Astronomy Picture of the Day
October 17, 2012

Curiosity's First Decontamination Exercise - Sol 64
Curiosity's First Decontamination Exercise - Sol 64

Credits: NASA/JPL-Caltech - MER and Lab. Curiosity - Credits for the additional process.: Dr Paolo C, Fienga/Lunar Explorer Italia/IPF

In this frame, the Scoop located on the Robotic Arm of the NASA - Mars Exploration Rover - Mars Laboratory "Curiosity" shows the larger Soil Particles that were too big to filter through a Sample-processing Sieve that is porous only to particles less than 0,006" (---> inches, such as approx. 150 microns) across. After a full-scoop sample had been vibrated over the Sieve, this held-back portion was returned to the Scoop to be accessible for inspection by the Rover's Mast Camera. The image is part of the first "decontamination exercise" by the Collection and Handling for In-Situ Martian Rock Analysis (CHIMRA) Tool, that is positioned at the end of the Rover's Robotic Arm, and which includes the Scoop, the Sieve and other components.

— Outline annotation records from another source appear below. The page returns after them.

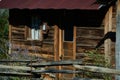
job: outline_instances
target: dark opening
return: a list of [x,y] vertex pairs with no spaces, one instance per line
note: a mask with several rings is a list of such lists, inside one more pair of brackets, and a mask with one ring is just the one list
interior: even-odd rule
[[64,28],[64,41],[73,41],[73,26]]

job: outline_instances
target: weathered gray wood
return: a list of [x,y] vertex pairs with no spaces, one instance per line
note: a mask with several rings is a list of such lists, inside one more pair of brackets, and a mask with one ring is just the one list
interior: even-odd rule
[[78,78],[78,77],[75,77],[75,78],[73,78],[73,80],[104,80],[104,79],[89,79],[89,78]]
[[52,62],[42,62],[42,63],[32,63],[28,66],[32,67],[44,67],[44,66],[62,66],[62,65],[73,65],[82,64],[82,60],[68,60],[68,61],[52,61]]
[[82,73],[82,71],[48,69],[48,70],[33,70],[32,73],[37,73],[37,74],[41,74],[41,73],[73,74],[73,73]]
[[31,73],[18,73],[18,72],[0,72],[0,76],[33,77],[33,74],[31,74]]
[[[117,3],[117,25],[116,25],[116,69],[120,69],[120,0]],[[116,76],[120,80],[120,76]]]
[[96,67],[96,66],[82,66],[82,65],[74,65],[74,67],[85,71],[120,75],[120,70],[116,70],[116,69]]
[[37,60],[0,60],[0,63],[13,63],[13,62],[31,63],[37,62]]
[[13,69],[13,70],[23,70],[23,71],[35,70],[35,68],[26,67],[26,66],[7,66],[7,65],[0,65],[0,69]]

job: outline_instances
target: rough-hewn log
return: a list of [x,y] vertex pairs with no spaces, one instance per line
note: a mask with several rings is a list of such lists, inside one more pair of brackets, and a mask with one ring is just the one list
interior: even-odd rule
[[41,74],[41,73],[73,74],[73,73],[82,73],[82,71],[49,69],[49,70],[33,70],[32,73],[37,73],[37,74]]
[[89,79],[89,78],[73,78],[73,80],[104,80],[104,79]]
[[96,67],[96,66],[82,66],[82,65],[74,65],[74,67],[85,71],[120,75],[120,70],[116,70],[116,69]]
[[18,72],[0,72],[0,76],[33,77],[33,74],[31,74],[31,73],[18,73]]
[[0,60],[0,63],[10,63],[10,62],[31,63],[31,62],[37,62],[37,60]]
[[26,67],[26,66],[7,66],[7,65],[0,65],[0,69],[13,69],[13,70],[23,70],[23,71],[35,70],[35,68],[32,68],[32,67]]
[[65,65],[75,65],[82,64],[82,60],[68,60],[68,61],[52,61],[52,62],[42,62],[42,63],[32,63],[28,66],[31,67],[44,67],[44,66],[65,66]]

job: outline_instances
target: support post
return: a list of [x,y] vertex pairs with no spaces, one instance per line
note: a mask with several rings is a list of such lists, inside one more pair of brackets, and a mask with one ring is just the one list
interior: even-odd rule
[[[106,34],[109,31],[112,31],[112,9],[113,7],[111,6],[105,16],[105,31],[104,33]],[[107,64],[111,64],[111,40],[108,39],[105,41],[104,44],[104,51],[105,51],[105,61]]]
[[[116,69],[120,70],[120,0],[117,2],[117,23],[116,23]],[[116,76],[120,80],[120,76]]]

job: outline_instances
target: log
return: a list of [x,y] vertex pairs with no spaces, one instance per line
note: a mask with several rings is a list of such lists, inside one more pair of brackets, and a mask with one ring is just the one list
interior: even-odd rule
[[73,74],[73,73],[82,73],[82,71],[48,69],[48,70],[33,70],[32,73],[37,73],[37,74],[42,74],[42,73]]
[[37,62],[37,60],[0,60],[0,63],[16,63],[16,62],[21,62],[21,63],[33,63]]
[[82,64],[82,60],[68,60],[68,61],[52,61],[42,63],[32,63],[28,66],[31,67],[45,67],[45,66],[65,66],[65,65]]
[[77,69],[81,69],[85,71],[120,75],[120,70],[116,70],[116,69],[96,67],[96,66],[82,66],[82,65],[73,65],[73,66]]
[[78,78],[78,77],[75,77],[75,78],[73,78],[73,80],[104,80],[104,79],[89,79],[89,78]]
[[33,77],[34,75],[31,73],[0,72],[0,76]]
[[0,69],[13,69],[13,70],[23,70],[23,71],[35,70],[35,68],[32,68],[32,67],[26,67],[26,66],[7,66],[7,65],[0,65]]

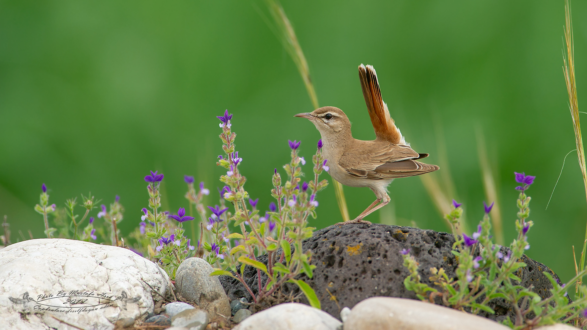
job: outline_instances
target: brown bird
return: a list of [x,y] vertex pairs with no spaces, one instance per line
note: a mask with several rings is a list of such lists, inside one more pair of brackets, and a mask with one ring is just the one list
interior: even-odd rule
[[375,194],[377,199],[373,204],[354,220],[343,224],[371,223],[363,218],[389,203],[387,186],[394,179],[423,174],[439,169],[417,160],[429,155],[412,150],[396,126],[381,97],[373,66],[360,65],[359,77],[375,130],[375,140],[353,138],[350,122],[337,107],[326,106],[295,115],[309,119],[320,132],[322,153],[328,160],[328,173],[333,179],[350,187],[369,187]]

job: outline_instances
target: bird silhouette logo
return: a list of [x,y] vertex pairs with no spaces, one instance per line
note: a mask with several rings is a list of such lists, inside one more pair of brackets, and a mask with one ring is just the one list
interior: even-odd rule
[[35,302],[36,302],[34,299],[29,297],[28,291],[23,294],[22,299],[9,297],[8,299],[12,301],[13,303],[16,304],[16,305],[22,304],[23,307],[26,307],[26,303],[29,301],[35,301]]
[[120,301],[122,301],[122,309],[126,311],[127,303],[130,302],[131,304],[135,304],[137,301],[140,300],[141,297],[142,297],[141,295],[138,295],[134,298],[129,298],[129,297],[126,295],[126,291],[122,291],[122,293],[120,294],[120,296],[116,297],[116,299],[115,299],[114,301],[120,300]]

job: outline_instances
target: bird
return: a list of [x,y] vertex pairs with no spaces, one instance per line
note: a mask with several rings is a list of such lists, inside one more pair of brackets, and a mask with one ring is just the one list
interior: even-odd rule
[[389,203],[387,187],[394,179],[423,174],[440,169],[436,165],[419,161],[429,154],[416,152],[406,142],[383,102],[373,67],[361,64],[359,76],[375,130],[375,140],[354,139],[349,118],[338,107],[326,106],[295,116],[309,119],[320,132],[322,152],[326,159],[325,165],[332,179],[350,187],[368,187],[375,194],[375,201],[356,218],[338,224],[370,224],[363,218]]
[[23,307],[26,307],[26,303],[29,301],[35,301],[35,299],[29,297],[28,291],[25,292],[22,295],[22,299],[18,298],[12,298],[12,297],[8,297],[8,300],[10,300],[12,302],[16,304],[16,305],[22,304]]
[[134,298],[129,298],[128,296],[126,295],[126,291],[122,291],[122,293],[120,294],[120,296],[116,297],[116,299],[115,299],[114,300],[115,301],[120,300],[120,301],[122,301],[122,308],[123,309],[124,309],[126,311],[127,302],[130,302],[130,303],[136,302],[141,299],[141,296],[139,295]]

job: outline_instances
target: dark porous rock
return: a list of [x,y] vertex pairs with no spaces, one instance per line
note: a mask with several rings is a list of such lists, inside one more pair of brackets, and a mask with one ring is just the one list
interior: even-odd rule
[[[456,277],[458,265],[450,252],[454,243],[452,234],[433,230],[381,224],[331,225],[316,231],[304,241],[304,251],[312,250],[311,264],[316,265],[316,269],[312,278],[305,274],[299,278],[315,291],[322,310],[340,319],[340,309],[352,308],[372,297],[417,299],[403,284],[409,273],[400,255],[402,249],[410,249],[420,263],[419,270],[423,282],[436,287],[428,280],[431,275],[431,267],[444,268],[448,277]],[[504,255],[508,250],[502,247]],[[266,256],[260,256],[258,260],[266,264]],[[522,280],[521,284],[525,287],[532,285],[532,290],[543,298],[549,297],[552,287],[542,272],[548,272],[560,284],[558,277],[546,266],[525,255],[521,261],[527,265],[516,274]],[[220,277],[230,299],[245,297],[251,301],[251,295],[237,280]],[[256,270],[247,266],[244,277],[256,294],[255,288],[258,287]],[[266,280],[266,275],[261,278],[264,283]],[[286,291],[297,289],[292,285],[286,288]],[[493,299],[488,305],[495,314],[482,312],[479,315],[498,321],[507,316],[515,319],[512,306],[503,299]]]

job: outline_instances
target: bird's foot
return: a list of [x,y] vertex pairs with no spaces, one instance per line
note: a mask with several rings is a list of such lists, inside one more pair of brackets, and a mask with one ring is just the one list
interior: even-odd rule
[[348,221],[345,221],[343,223],[338,223],[336,224],[342,225],[342,224],[372,224],[372,223],[371,223],[370,221],[367,221],[367,220],[363,220],[363,219],[359,219],[359,218],[355,218],[355,219],[353,219],[352,220],[349,220]]

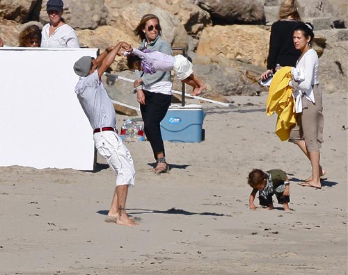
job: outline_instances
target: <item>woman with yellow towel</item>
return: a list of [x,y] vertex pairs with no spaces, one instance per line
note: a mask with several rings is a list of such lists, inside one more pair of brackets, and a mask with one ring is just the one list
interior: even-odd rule
[[294,44],[302,53],[296,67],[292,69],[289,85],[293,88],[299,127],[291,130],[289,141],[299,146],[310,160],[312,176],[300,185],[320,189],[320,177],[325,174],[320,165],[319,151],[323,141],[324,116],[318,81],[318,56],[310,45],[313,38],[312,24],[301,23],[295,28]]

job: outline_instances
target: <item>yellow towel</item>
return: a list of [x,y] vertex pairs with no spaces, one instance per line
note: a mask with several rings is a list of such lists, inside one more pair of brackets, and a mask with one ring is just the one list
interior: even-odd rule
[[266,101],[267,115],[278,115],[276,133],[282,141],[287,140],[291,128],[296,124],[296,113],[291,80],[291,67],[283,67],[273,76]]

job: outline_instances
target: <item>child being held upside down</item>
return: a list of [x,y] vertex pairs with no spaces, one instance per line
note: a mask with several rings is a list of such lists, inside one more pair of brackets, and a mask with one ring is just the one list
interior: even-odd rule
[[[171,72],[174,69],[177,78],[193,88],[191,95],[200,94],[207,86],[197,76],[193,74],[192,63],[181,54],[175,56],[161,53],[158,51],[140,51],[134,49],[127,43],[122,42],[125,49],[123,55],[127,56],[127,65],[130,69],[144,71],[154,74],[156,71]],[[137,79],[134,86],[142,83],[141,78]]]

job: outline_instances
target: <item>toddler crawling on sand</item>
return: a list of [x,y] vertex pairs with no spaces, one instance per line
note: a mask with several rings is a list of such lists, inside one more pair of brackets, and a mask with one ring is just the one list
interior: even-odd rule
[[255,197],[259,192],[260,204],[266,209],[274,209],[272,196],[276,194],[278,203],[283,203],[284,210],[289,211],[288,203],[290,201],[290,183],[286,173],[275,169],[264,172],[253,169],[248,176],[248,184],[253,188],[249,196],[249,208],[255,210]]

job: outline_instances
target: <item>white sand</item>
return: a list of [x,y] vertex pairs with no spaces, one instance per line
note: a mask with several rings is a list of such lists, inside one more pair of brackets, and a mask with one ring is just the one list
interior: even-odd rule
[[[204,142],[166,142],[167,174],[150,171],[148,142],[126,142],[136,227],[104,222],[116,178],[105,165],[95,173],[0,167],[0,274],[347,274],[346,95],[324,95],[322,190],[296,185],[310,163],[274,133],[266,95],[234,100],[240,110],[203,104]],[[289,174],[293,211],[248,210],[253,167]]]

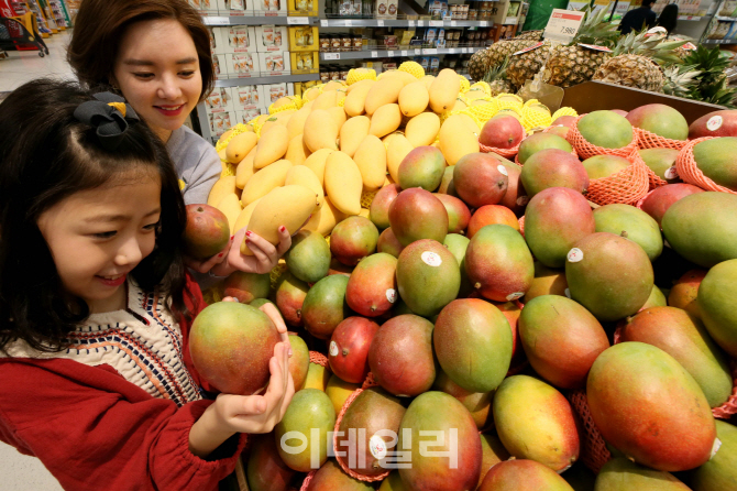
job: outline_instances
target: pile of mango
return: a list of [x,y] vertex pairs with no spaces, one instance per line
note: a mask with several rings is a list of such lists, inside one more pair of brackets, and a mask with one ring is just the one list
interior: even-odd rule
[[[297,392],[244,456],[250,489],[737,489],[737,161],[718,150],[737,111],[691,127],[719,139],[691,151],[727,190],[681,182],[680,151],[646,152],[662,182],[597,206],[588,183],[623,167],[562,145],[574,111],[525,128],[520,166],[479,146],[499,117],[524,126],[514,98],[405,68],[285,98],[218,143],[209,203],[233,230],[304,222],[271,274],[219,293],[274,303],[293,331]],[[579,129],[612,149],[675,135],[612,114]]]

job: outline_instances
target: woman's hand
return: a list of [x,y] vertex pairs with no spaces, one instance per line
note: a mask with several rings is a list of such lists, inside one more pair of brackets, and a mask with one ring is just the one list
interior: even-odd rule
[[[279,244],[274,247],[263,237],[242,228],[235,232],[235,239],[230,242],[230,250],[226,254],[226,261],[216,263],[215,268],[212,268],[212,274],[228,276],[233,271],[258,274],[268,273],[276,266],[279,258],[292,247],[292,237],[285,227],[279,227],[277,233],[279,236]],[[244,239],[254,255],[241,254],[241,243]]]

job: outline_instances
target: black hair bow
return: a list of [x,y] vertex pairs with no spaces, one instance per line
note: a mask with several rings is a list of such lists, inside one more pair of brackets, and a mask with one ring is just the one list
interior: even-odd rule
[[92,97],[96,100],[80,103],[74,117],[97,130],[97,137],[106,150],[116,150],[129,124],[134,124],[140,118],[120,96],[100,92]]

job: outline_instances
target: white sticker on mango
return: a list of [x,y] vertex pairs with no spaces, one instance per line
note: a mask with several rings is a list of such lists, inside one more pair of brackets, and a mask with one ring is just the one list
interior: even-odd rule
[[438,268],[440,264],[442,264],[442,259],[440,259],[440,255],[431,251],[422,252],[420,258],[422,258],[422,262],[425,262],[425,264],[432,268]]
[[713,116],[706,121],[706,128],[708,131],[716,131],[722,128],[724,119],[721,116]]
[[583,259],[583,251],[579,248],[573,248],[568,251],[569,262],[579,262]]
[[382,460],[387,454],[386,441],[381,436],[374,435],[369,439],[369,450],[376,460]]

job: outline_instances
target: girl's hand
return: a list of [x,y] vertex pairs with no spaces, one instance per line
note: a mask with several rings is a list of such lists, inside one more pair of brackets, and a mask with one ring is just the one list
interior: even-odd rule
[[[277,230],[279,236],[279,244],[274,247],[266,239],[251,232],[248,233],[245,228],[235,232],[234,240],[230,243],[230,250],[226,254],[226,261],[216,263],[212,269],[212,274],[217,276],[228,276],[233,271],[243,271],[245,273],[268,273],[276,266],[279,258],[292,247],[292,237],[285,227],[279,227]],[[240,244],[243,239],[248,240],[249,249],[253,251],[254,255],[241,254]]]

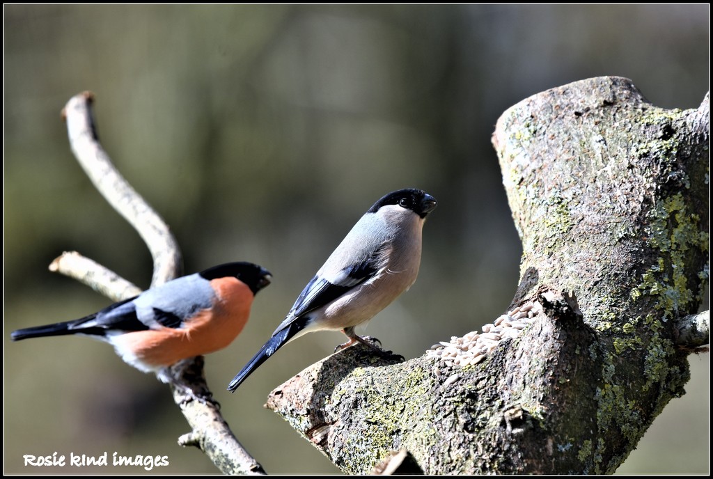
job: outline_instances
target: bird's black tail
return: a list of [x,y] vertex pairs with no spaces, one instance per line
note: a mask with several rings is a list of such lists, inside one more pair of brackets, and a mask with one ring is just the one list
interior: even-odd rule
[[[303,326],[304,327],[304,326]],[[272,356],[276,351],[284,346],[288,341],[297,334],[302,327],[299,327],[295,323],[292,323],[284,329],[275,333],[267,343],[262,345],[257,354],[252,356],[247,364],[243,366],[235,377],[232,378],[230,383],[227,385],[227,390],[235,393],[237,386],[240,386],[247,376],[252,374],[255,369],[260,366],[262,363],[267,361],[267,358]]]
[[78,321],[81,320],[74,319],[54,324],[45,324],[44,326],[36,326],[32,328],[18,329],[17,331],[12,331],[10,337],[13,341],[20,341],[21,339],[27,339],[28,338],[41,338],[46,336],[76,334],[78,332],[87,334],[87,331],[80,331],[72,328],[73,326],[77,324]]

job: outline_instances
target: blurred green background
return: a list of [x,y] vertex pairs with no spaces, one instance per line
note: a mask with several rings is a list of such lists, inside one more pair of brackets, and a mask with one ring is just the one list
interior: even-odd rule
[[[520,246],[491,134],[503,111],[593,76],[633,80],[655,105],[709,88],[709,6],[4,6],[4,468],[57,451],[167,455],[149,473],[212,473],[165,386],[104,344],[17,344],[12,329],[109,304],[47,270],[76,249],[141,287],[151,261],[72,156],[60,110],[96,95],[103,145],[170,225],[186,272],[235,260],[272,271],[243,334],[207,357],[233,431],[272,473],[337,470],[275,414],[267,393],[330,354],[308,335],[233,395],[225,386],[383,194],[419,187],[438,207],[421,274],[364,331],[407,359],[480,329],[508,305]],[[709,355],[622,473],[709,470]]]

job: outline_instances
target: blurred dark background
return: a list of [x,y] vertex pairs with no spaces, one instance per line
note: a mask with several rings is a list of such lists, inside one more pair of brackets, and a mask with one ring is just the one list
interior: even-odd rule
[[[225,386],[379,197],[426,190],[411,289],[359,332],[406,359],[503,312],[520,246],[491,134],[508,107],[590,77],[633,80],[655,105],[709,89],[709,7],[636,6],[22,6],[4,10],[4,435],[23,455],[168,455],[150,473],[216,473],[176,445],[188,427],[165,386],[85,338],[12,344],[12,329],[109,302],[47,270],[77,250],[145,288],[151,260],[69,150],[59,112],[96,93],[103,145],[166,220],[188,273],[257,262],[274,282],[206,372],[240,441],[273,473],[337,470],[275,414],[267,393],[343,336],[308,335],[235,394]],[[707,212],[702,212],[707,213]],[[621,473],[709,471],[709,356]]]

The decontamination exercise involved scooping some Soil, shaking it thoroughly inside the Sample-processing Chambers (so to scrub the internal surfaces), putting it through a Sieve, dividing it into the appropriate portions and then discarding the sample. This process will be repeated 3 (three) times. The rinse-and-discard cycles serve a quality-assurance purpose similar to a common practice in geochemical laboratory analysis on Earth. This image was taken by Curiosity's right Mast Camera (MastCam-100) on October 10, 2012, which was the 64th Sol, or Martian day, of operations at Gale Crater.

This picture (which is an Original NASA - Mars Exploration Rover - Mars Laboratory "Curiosity" white-balanced color frame published on the NASA - Planetary Photojournal with the ID n. PIA 16194) has been additionally processed and then re-colorized in Absolute Natural Colors (such as the colors that a human eye would actually perceive if someone were near the NASA - Mars Exploration Rover (MER) - Mars Laboratory "Curiosity" and then looked down, towards the Surface of Gale Crater - Mars), by using an original technique created - and, in time, dramatically improved - by the Lunar Explorer Italia Team. Different colors, as well as different shades of the same color, mean, among other things, the existence of different Elements (Minerals) present on the Surface of Gale Crater, each having a different Albedo (---> Reflectivity) and Chemical Composition.